Ce fut dans toute l’Allemagne de la stupeur. À Munich, la foule consternée remplissait les rues et le Palais Royal. La grosse cloche Benno, de la Frauenkirche, sonnait un glas incessant. Le 14 mars eurent lieu les funérailles. Le peuple entier regarda défiler le cortège funèbre : princes, ambassadeurs, délégués, généraux et cavalerie. Puis vint le catafalque. Toutes les têtes se tendirent pour voir passer le nouveau roi, cet enfant qu’on disait sauvage, énigmatique, à peine formé.

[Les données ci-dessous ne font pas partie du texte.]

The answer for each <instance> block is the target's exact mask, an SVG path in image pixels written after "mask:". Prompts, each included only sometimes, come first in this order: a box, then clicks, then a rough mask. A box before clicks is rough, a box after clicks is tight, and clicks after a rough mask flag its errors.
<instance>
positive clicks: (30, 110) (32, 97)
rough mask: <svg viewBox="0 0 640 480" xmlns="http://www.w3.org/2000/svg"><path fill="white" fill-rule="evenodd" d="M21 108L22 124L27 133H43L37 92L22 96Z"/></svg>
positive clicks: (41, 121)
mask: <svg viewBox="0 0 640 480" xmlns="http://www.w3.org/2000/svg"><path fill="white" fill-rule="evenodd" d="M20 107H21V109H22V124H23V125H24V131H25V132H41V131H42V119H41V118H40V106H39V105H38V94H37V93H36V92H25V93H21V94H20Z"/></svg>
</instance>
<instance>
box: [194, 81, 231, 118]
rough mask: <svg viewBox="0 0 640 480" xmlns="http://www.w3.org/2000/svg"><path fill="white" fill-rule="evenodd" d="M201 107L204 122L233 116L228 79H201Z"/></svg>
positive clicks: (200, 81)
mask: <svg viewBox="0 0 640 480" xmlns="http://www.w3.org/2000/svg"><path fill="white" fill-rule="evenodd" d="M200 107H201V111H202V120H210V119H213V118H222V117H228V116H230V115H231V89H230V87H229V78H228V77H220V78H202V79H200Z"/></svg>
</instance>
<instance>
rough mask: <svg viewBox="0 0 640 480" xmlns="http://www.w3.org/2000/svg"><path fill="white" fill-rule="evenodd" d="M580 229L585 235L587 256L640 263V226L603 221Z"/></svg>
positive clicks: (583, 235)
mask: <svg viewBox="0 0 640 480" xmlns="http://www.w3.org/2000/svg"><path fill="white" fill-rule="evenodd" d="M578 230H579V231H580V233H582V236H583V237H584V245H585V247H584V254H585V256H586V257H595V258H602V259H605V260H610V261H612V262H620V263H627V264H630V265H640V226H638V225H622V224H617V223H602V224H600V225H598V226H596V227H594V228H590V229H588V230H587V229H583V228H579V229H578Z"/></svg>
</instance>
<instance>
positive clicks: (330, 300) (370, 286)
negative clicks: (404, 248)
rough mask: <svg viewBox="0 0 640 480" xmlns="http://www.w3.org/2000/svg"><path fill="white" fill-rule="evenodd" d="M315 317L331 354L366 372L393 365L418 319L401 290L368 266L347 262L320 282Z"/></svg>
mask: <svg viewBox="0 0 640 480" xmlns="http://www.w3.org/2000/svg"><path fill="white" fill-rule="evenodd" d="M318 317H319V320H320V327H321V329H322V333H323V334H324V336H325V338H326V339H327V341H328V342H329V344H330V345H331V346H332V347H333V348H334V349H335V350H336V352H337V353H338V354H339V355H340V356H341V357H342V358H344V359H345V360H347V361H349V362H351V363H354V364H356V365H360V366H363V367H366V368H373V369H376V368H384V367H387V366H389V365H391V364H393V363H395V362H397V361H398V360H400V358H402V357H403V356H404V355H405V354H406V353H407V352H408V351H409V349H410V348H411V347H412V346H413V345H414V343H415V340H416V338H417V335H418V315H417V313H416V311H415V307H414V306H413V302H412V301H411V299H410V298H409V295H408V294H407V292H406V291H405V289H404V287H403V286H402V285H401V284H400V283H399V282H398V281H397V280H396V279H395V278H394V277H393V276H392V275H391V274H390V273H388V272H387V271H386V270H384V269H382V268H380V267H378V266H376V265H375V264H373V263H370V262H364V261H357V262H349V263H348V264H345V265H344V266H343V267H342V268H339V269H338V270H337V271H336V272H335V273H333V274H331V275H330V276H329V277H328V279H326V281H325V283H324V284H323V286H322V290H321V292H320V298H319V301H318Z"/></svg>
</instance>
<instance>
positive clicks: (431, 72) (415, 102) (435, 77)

Or, dans un silence énorme, s’avançait derrière le corbillard un jeune dieu, le visage levé, grave, mais comme souriant. Un inconnu, mais que chacun se rappelait avoir vu. Vu où ? Vu quand ? Ils cherchaient à se souvenir. Et tout à coup le savaient, se frappaient le front, riaient d’avoir trouvé. Non, ce n’était pas un roi véritable, un roi de chair comme les autres. C’était un prince de conte de fées, un roi de légende, un poète que les dieux de l’Olympe envoyaient sur la terre en signe d’amitié au fidèle peuple de Munich. Et déjà tous ces cœurs d’hommes, tous ces regards de femmes rayonnaient d’amour.